1. The problem statement, all variables and given/known data
The step I am trying to follow is detailed here where I am trying to get from eqation 6.26:
$$t=\int_{r_1}^{r}(1+\frac{2M}{r}+\frac{b^2V(r)}{2}+\frac{Mb^2V(r)}{r})dr$$
to equation 6.30
$$t=\sqrt{r^2-r_1^2}+2Mln(\frac{r+\sqrt{r^2-r_1^2}}{r_1})+M(\frac{r-r_1}{r+r_1})^{1/2}$$
2. Relevant equations
$$V(r)=r^{-2}(1-\frac{2M}{r})$$
$$b=r_z(1-\frac{2M}{r_1})^{-1/2}\approx r_1(1+M/r_1)$$

3. The attempt at a solution
I tried simplifying the equation by subbing in V, however my integral:
$$t=\int_{r_1}^{r}(1+\frac{2M}{r}+\frac{b^2}{2})(\frac{1}{r^2}-\frac{2M}{r^4})dr$$
seems to get nowhere near the required answer when integrated.

2. Dec 25, 2015

### TSny

Equation 6.26 in the link is misleading. It seems to imply that all of the terms that are linear in $M$ have been written out explicitly. But if you look at 6.25 there are terms of the form $b^4V_{eff}^2$, $b^6V_{eff}^3$, and so on that each contribute terms linear in $M$. So, 6.25 generates an infinite number of terms that are linear in $M$. Not a good way to go!

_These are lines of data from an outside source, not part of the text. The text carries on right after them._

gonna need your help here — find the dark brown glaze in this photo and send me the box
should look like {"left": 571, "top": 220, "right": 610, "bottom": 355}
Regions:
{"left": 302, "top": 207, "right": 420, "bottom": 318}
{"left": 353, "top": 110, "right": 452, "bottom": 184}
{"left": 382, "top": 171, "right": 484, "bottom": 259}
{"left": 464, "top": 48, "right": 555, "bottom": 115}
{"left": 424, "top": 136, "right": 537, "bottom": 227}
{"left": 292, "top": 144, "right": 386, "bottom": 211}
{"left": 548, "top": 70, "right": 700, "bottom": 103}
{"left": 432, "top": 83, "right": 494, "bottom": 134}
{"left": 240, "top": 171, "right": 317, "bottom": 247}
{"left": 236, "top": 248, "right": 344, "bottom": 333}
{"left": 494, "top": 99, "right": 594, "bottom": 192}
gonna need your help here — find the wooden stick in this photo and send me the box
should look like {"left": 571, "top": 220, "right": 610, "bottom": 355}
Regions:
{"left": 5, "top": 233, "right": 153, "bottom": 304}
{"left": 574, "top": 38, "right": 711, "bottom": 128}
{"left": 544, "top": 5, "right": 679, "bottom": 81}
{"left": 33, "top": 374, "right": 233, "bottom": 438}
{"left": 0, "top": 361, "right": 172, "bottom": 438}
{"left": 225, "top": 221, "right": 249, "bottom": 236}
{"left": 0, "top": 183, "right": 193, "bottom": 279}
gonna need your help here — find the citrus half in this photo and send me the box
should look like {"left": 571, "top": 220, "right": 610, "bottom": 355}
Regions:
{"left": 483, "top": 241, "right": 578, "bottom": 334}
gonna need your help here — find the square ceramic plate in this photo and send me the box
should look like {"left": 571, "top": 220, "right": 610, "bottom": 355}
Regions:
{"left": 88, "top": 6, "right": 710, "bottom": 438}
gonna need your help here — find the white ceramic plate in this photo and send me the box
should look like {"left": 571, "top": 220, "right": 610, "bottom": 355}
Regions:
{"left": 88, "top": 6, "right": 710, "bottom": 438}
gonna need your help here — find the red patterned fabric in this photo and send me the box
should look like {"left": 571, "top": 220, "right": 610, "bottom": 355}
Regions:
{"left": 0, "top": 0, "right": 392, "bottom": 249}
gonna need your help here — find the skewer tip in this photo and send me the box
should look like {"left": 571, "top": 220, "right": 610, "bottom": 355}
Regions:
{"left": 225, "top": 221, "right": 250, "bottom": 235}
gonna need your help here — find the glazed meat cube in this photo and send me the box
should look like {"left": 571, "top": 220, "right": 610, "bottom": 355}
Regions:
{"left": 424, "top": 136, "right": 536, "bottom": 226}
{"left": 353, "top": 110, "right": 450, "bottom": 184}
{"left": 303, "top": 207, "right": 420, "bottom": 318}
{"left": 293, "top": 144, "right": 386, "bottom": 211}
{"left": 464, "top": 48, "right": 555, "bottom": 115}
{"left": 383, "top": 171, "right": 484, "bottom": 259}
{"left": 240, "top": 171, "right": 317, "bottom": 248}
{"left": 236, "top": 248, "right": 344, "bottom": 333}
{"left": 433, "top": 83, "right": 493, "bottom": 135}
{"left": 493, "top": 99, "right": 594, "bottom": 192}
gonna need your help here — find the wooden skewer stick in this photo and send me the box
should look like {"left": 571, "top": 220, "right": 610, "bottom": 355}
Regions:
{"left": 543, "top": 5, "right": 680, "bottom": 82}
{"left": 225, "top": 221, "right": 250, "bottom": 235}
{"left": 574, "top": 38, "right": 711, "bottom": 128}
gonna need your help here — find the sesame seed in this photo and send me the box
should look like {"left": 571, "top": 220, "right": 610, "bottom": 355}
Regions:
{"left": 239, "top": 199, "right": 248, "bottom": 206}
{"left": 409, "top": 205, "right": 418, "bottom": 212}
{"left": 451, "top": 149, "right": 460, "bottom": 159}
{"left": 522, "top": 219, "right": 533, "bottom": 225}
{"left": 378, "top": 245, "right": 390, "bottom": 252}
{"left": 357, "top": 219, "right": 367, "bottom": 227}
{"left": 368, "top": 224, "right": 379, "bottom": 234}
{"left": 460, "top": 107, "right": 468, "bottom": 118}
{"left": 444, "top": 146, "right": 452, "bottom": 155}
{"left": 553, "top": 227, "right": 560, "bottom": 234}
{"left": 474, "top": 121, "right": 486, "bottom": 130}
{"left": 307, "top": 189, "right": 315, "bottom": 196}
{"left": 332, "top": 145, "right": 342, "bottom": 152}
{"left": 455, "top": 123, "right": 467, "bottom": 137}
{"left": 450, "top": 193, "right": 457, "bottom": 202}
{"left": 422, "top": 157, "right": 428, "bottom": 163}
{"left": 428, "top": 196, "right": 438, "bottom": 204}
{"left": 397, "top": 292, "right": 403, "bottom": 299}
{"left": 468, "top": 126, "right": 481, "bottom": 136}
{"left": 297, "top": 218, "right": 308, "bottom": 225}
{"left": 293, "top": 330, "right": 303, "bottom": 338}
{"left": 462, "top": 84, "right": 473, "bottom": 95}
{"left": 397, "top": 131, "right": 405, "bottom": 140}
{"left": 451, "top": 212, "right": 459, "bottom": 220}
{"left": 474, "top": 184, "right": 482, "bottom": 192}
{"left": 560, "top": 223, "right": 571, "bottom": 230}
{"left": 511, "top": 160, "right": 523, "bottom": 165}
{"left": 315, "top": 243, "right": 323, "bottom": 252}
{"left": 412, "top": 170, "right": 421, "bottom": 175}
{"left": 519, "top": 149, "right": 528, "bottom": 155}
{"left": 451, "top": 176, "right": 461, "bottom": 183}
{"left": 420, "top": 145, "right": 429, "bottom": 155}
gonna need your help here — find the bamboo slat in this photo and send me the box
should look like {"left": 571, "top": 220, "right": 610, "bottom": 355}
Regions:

Try going back to 6.24 and don't expand the square root factor until you first simplify the argument of the square root to first order in $M$.

3. Dec 27, 2015

### stephen cripps

Hi, thanks for you reply
Sorry I made a mistake in my first statement, where I put my integral in section 3 tit should show $$t=\int_{r_1}^r(1+\frac{2M}{r}+\frac{b^2}{2}[\frac{1}{r^2}-\frac{4M^2}{r^4}])dr$$

Referring back to your solution though, is the argument not already in first order of M before it is expanded, just in a different form?

4. Dec 27, 2015

### TSny

Consider the term $\frac{3}{8}b^4V_{eff}^2$ that occurs in 6.25 but is not written out in 6.26. If you use the expressions for $b$ and $V_{eff}$ in terms of $M$ and expand $\frac{3}{8}b^4V_{eff}^2$, you will see that you get a term independent of $M$, a term linear in $M$, as well as terms of higher order in $M$.

5. Dec 27, 2015

### stephen cripps

So starting from 6.24, by bringing the b inside the square root, I can replace $$(1-b^2V(r))^{1/2}$$ With $$(1-\frac{r_1^2}{r^2}(1-\frac{2M}{r}+\frac{2M}{r_1}))^{1/2}$$. Ignoring higher orders of M. Expanding this again however doesn't seem to get me near the right answer.

6. Dec 27, 2015

### TSny

Your expression looks correct. It works out for me. Could you show the next few steps of how you expanded the square root to first order in M?